E:60 (7 p.m. Tuesday, ESPN)
Jaguars’ Pro-Bowl running back Maurice Jones-Drew has been a touchdown machine since he came into the NFL in 2005, finishing second in the league each year since his rookie season. Jones-Drew’s connection to his namesake, his grandfather, is the driving force of his life and career. E:60 chronicles Jones-Drew’s relationship with his grandfather, and goes with him on a visit to his grandfather’s grave.
In an E:60 exclusive, Tennessee Titans running back Chris Johnson sits down with correspondent Michael Smith to discuss his unique bond with former high school teammate and convicted felon Kenny Turner. While Turner served five years in prison after a gunfight at a gas station, Johnson remained devoted to their hopes of playing in the NFL together. Now that Turner is out of prison and playing for Division I New Mexico State, the two best friends have resumed the pursuit of their childhood dream.
Grammy and Emmy Award Winning artist Justin Timberlake – who co-stars in the movie “The Social Network” which has topped the box office charts for two straight weeks – has such a passion for golf that he purchased his own golf course which is the first and only course that is both GEO and Audubon certified in North, Central and South America. The course recently made massive renovations and is open it to the public. E:60 correspondent Rachel Nichols gets a behind-the-scenes look at his Mirimichi golf course in Millington, TN, and interviews PGA golfer Anthony Kim, famed swing coach Butch Harmon, comedian George Lopez and Timberlake’s Parents and Co-Owners of Mirimichi; Paul and Lynn Harless to talk about Timberlake’s enthusiasm and dedication to the sport of golf.

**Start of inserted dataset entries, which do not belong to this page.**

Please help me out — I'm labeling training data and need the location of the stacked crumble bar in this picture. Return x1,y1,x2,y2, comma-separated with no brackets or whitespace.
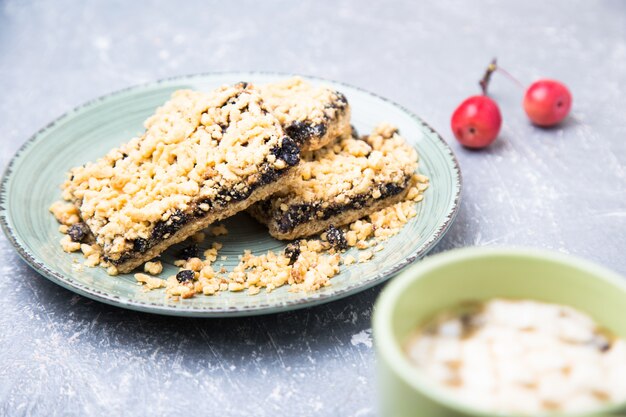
60,83,300,273
249,124,419,240
50,77,429,297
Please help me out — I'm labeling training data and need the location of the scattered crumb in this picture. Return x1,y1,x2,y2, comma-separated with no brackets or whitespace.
228,282,245,292
49,201,80,226
355,240,370,249
210,224,228,236
144,261,163,275
84,253,101,267
358,251,373,263
343,255,355,265
204,245,219,262
135,273,166,290
80,243,95,256
60,235,81,253
185,257,203,271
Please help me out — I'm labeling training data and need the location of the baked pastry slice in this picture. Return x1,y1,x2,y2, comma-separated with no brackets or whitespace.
260,77,351,151
62,83,300,273
249,124,419,240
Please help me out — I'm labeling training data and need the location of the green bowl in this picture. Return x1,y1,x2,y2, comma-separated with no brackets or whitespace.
372,247,626,417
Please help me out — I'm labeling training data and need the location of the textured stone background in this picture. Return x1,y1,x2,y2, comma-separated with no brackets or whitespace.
1,1,625,416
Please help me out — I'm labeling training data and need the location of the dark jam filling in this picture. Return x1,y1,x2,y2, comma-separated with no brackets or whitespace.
272,181,408,234
285,122,327,146
284,91,348,146
104,138,299,266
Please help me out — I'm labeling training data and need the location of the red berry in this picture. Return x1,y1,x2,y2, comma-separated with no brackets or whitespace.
523,79,572,127
451,96,502,149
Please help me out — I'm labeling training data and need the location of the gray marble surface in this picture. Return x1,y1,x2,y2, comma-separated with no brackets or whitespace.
1,1,625,416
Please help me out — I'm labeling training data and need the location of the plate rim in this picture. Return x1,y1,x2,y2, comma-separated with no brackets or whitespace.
0,71,462,317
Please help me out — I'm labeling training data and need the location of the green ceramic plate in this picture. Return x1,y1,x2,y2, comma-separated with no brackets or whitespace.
0,73,461,317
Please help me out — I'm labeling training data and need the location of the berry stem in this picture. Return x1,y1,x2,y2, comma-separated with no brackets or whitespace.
479,58,498,95
479,58,525,95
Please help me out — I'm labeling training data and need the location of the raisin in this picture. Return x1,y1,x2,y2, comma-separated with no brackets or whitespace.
272,136,300,167
151,223,168,240
350,194,367,210
177,244,199,260
67,222,89,242
176,269,195,283
277,203,316,233
258,166,279,186
379,183,404,198
151,210,188,240
284,242,301,265
321,195,368,221
216,187,250,204
285,122,327,145
325,225,347,250
229,187,250,201
237,81,249,89
133,238,150,253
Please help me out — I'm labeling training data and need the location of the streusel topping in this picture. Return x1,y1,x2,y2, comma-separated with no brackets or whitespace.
260,77,347,131
276,123,417,205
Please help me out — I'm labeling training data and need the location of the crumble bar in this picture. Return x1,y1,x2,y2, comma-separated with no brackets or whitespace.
60,82,300,273
260,77,351,151
248,124,421,240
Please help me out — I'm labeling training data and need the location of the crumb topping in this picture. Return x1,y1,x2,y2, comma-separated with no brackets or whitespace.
261,77,350,148
261,77,347,128
61,83,295,261
293,123,417,202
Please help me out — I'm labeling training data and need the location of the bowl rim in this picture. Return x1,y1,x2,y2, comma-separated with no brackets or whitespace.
372,246,626,417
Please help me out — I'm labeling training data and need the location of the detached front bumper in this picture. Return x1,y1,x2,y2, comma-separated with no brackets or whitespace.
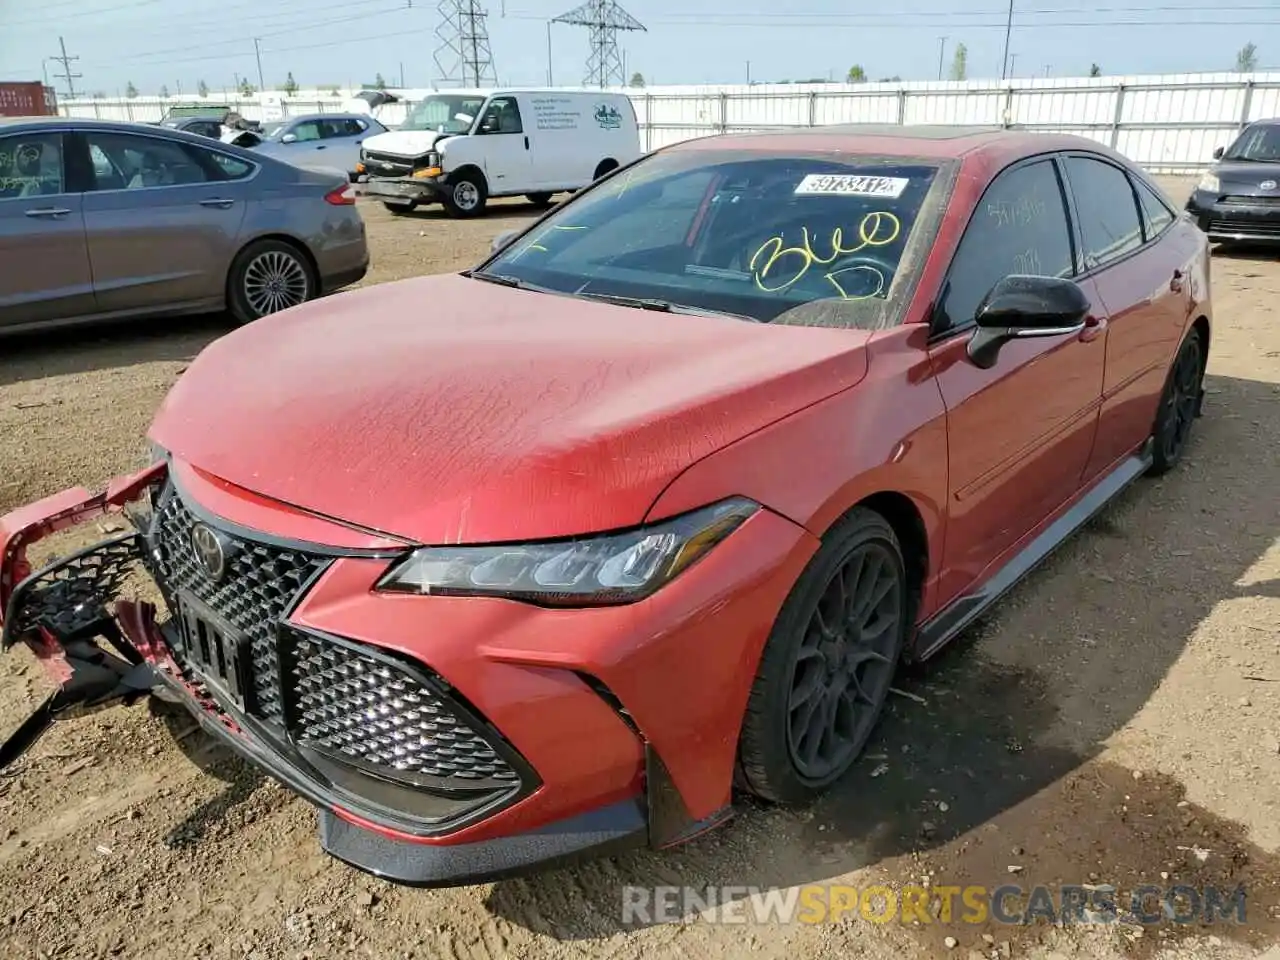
359,176,444,205
1185,189,1280,242
0,461,811,885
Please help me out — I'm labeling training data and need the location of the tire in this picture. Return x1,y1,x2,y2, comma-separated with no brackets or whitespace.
382,200,416,215
737,507,908,804
226,238,317,326
1148,328,1206,476
443,172,487,218
593,159,618,180
526,192,555,208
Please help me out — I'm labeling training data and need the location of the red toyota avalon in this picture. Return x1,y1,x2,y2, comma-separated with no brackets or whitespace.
0,126,1209,886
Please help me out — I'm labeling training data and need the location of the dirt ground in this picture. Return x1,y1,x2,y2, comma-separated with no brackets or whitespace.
1,180,1278,960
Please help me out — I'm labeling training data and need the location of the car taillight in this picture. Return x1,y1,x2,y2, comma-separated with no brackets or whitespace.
324,185,356,206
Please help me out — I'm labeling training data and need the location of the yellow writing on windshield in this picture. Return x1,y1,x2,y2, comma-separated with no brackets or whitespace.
749,211,901,295
513,223,589,256
825,264,888,301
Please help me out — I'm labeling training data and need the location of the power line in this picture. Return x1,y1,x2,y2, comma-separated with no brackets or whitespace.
67,10,1280,76
99,3,409,66
49,36,83,99
8,0,160,27
96,0,405,49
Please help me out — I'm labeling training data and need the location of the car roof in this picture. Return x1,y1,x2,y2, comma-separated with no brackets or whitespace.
280,113,376,123
667,124,1122,163
1,116,218,138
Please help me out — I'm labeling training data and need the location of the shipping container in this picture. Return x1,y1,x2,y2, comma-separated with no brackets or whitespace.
0,82,58,117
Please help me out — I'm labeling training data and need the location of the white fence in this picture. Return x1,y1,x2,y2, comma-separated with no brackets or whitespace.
59,72,1280,173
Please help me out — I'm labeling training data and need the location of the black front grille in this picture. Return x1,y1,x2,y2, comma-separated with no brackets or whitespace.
149,489,329,723
1207,218,1280,237
145,486,528,804
283,629,520,787
1220,195,1280,208
1,535,140,647
363,151,415,177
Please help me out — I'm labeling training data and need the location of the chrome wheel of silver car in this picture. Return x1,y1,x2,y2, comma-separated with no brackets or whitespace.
243,249,311,317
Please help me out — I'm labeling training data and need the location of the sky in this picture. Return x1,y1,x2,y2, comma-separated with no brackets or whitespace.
3,0,1280,97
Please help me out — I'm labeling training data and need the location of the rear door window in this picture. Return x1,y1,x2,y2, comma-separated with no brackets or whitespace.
1134,176,1175,240
1063,155,1144,269
83,131,212,189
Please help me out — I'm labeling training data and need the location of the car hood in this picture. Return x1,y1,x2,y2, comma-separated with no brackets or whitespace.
149,275,871,545
1212,159,1280,194
361,129,442,157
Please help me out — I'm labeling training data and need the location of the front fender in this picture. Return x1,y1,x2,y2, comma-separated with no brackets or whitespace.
646,324,948,614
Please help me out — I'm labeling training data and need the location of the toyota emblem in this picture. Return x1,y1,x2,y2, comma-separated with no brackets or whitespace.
189,522,228,582
1262,180,1277,191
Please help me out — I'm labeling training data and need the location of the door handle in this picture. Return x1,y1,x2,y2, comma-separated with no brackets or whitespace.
1170,268,1184,293
24,207,71,218
1079,314,1109,343
199,198,235,208
524,135,529,150
315,145,327,150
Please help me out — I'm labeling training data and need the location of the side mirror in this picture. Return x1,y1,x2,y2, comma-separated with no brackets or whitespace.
281,133,298,144
966,275,1091,369
491,229,520,253
1213,146,1225,160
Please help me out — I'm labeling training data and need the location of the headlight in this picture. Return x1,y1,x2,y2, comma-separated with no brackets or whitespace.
1198,172,1220,193
377,498,759,606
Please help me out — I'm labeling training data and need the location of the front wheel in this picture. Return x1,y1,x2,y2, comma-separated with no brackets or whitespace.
226,239,316,326
1148,328,1205,475
443,173,487,218
737,507,908,804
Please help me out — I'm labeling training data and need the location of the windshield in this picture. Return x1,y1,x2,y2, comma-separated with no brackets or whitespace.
1224,124,1280,161
401,94,488,134
262,122,285,140
479,150,946,325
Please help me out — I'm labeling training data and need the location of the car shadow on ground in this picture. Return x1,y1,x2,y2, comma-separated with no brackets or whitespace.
0,313,231,388
477,370,1280,947
363,198,557,222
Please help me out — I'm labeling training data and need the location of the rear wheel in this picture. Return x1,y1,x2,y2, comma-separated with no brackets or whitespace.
526,192,555,208
226,238,316,326
382,200,416,215
593,159,619,180
737,507,908,803
1148,328,1205,475
444,172,487,218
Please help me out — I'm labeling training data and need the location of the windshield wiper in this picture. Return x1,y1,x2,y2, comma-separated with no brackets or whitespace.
573,291,760,322
464,271,525,288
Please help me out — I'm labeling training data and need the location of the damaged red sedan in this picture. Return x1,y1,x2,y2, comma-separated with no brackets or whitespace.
0,126,1210,886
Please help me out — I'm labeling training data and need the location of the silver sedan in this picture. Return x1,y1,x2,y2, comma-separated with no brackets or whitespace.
0,117,369,333
251,113,388,180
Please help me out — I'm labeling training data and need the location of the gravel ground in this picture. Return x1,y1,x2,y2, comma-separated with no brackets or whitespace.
0,180,1278,960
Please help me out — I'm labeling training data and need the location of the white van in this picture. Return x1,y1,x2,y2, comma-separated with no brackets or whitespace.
357,88,641,217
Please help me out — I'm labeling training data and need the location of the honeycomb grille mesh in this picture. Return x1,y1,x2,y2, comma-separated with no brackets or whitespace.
149,490,329,722
4,535,140,645
285,630,519,785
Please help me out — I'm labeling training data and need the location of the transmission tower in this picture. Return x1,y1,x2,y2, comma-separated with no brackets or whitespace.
434,0,498,87
552,0,646,88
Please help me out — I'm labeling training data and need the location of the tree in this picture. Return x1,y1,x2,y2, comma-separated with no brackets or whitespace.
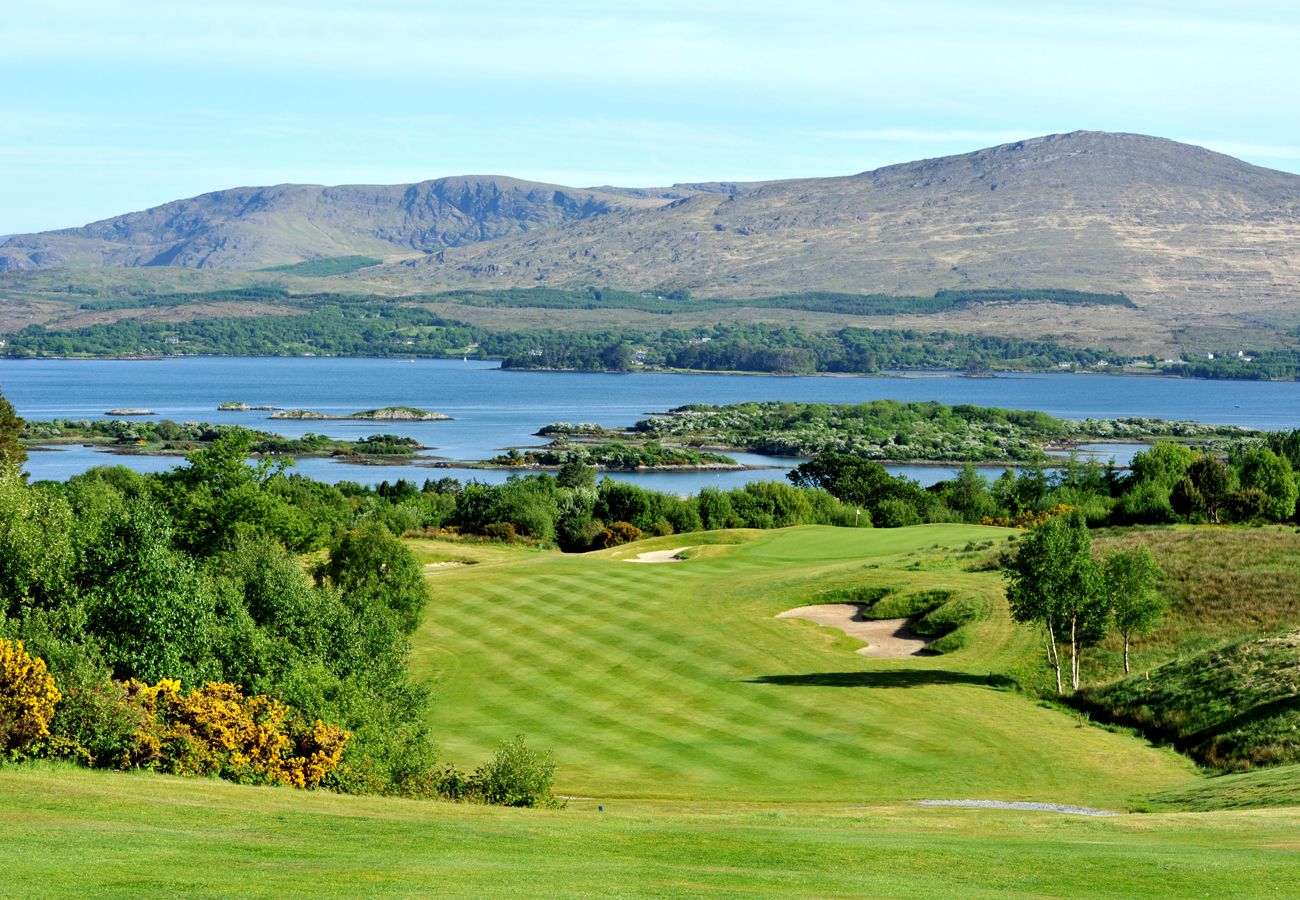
1104,547,1166,674
316,523,428,634
1002,512,1107,693
0,389,25,471
1180,455,1233,523
1237,448,1298,522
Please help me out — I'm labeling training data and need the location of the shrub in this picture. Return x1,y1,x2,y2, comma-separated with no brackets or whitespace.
0,639,62,756
874,498,922,528
471,734,560,808
599,521,642,548
124,679,348,788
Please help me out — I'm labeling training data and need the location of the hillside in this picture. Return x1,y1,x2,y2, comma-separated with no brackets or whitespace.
0,176,677,271
4,132,1300,346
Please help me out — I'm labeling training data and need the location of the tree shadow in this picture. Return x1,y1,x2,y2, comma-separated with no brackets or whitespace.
746,670,1016,689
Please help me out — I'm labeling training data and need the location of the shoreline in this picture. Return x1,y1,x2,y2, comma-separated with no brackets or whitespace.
1,353,1293,383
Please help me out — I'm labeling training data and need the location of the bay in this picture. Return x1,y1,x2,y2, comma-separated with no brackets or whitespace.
3,357,1297,492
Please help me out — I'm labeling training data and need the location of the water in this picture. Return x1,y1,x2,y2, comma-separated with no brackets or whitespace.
3,358,1297,491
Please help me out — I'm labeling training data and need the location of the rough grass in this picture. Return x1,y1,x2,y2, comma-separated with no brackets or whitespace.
1079,631,1300,770
1088,526,1300,680
410,524,1192,807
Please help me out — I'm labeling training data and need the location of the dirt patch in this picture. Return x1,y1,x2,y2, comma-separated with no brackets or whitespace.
777,603,930,658
625,546,690,563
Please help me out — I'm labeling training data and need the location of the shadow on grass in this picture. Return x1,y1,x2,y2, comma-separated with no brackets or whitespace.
746,670,1016,689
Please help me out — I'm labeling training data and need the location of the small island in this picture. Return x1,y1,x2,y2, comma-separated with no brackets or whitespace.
477,440,744,472
218,402,283,411
270,406,451,421
104,408,154,416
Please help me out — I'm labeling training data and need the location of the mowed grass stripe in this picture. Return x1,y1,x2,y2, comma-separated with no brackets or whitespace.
430,594,856,790
415,525,1195,806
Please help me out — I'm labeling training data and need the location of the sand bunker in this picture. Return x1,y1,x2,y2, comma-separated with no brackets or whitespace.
916,799,1118,817
776,603,930,658
625,547,691,563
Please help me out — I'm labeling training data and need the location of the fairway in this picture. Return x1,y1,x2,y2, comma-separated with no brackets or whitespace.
411,525,1194,807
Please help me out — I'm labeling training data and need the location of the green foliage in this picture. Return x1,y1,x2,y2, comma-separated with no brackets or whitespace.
467,734,560,808
1104,546,1167,674
0,389,25,470
1237,448,1298,522
316,524,429,635
259,256,381,276
1002,513,1107,692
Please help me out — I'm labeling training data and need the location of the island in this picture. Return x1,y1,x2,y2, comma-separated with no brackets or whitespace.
269,406,451,421
218,402,283,411
104,408,154,416
538,400,1255,465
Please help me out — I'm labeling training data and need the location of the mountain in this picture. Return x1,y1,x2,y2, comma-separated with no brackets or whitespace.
4,132,1299,325
0,176,679,271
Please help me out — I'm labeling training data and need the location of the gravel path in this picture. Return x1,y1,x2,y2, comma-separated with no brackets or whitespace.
916,799,1119,816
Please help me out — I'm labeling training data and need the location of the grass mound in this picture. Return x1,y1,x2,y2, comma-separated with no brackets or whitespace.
1143,763,1300,812
1080,631,1300,770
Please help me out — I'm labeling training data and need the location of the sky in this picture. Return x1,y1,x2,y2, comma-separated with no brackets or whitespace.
2,0,1299,234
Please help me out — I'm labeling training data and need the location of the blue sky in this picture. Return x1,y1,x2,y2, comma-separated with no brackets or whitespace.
3,0,1299,233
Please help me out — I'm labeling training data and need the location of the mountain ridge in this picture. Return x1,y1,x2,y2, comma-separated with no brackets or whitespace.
3,131,1299,332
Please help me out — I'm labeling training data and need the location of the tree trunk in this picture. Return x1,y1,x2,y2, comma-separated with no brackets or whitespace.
1070,616,1080,692
1123,633,1130,675
1045,622,1062,694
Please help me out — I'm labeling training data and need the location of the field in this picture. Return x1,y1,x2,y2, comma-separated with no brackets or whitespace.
4,524,1300,895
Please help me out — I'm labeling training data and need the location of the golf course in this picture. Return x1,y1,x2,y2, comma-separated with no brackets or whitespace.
4,524,1299,895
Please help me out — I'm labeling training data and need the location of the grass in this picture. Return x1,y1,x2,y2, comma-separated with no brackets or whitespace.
3,764,1300,897
1143,763,1300,811
8,523,1300,894
411,524,1194,807
1093,526,1300,666
1079,631,1300,770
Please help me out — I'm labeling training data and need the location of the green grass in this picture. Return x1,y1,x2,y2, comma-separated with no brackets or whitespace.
259,256,382,276
9,523,1300,894
411,524,1193,807
1080,631,1300,770
1093,526,1300,666
1143,763,1300,811
3,764,1300,897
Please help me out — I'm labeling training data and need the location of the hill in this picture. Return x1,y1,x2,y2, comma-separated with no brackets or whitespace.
4,131,1300,348
0,176,678,271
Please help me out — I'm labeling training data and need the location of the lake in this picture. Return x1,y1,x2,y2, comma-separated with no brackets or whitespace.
3,357,1298,492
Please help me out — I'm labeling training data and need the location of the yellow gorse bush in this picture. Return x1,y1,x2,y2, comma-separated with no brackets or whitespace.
0,638,62,754
981,503,1076,530
123,679,348,788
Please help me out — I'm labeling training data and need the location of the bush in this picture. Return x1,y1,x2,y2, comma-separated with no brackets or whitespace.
124,679,348,788
599,521,642,548
874,498,922,528
0,639,62,756
471,734,560,808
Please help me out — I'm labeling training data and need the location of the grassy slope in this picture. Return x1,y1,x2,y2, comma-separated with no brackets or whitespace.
413,524,1192,806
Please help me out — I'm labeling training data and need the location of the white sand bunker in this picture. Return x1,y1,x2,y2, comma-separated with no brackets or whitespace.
625,546,691,563
777,604,930,658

You haven’t heard of him, but 27-year-old Jamaican Newton Marshall is a true sports pioneer. This past March, Marshall became the first Jamaican to attempt and complete the Iditarod — the thousand mile dogsled race across Alaska known as the “Last Great Race on Earth.” ESPN the Magazine’s Seth Wickersham follows Marshall on his journey from Jamaica to Alaska and chronicles his attempt to finish the race.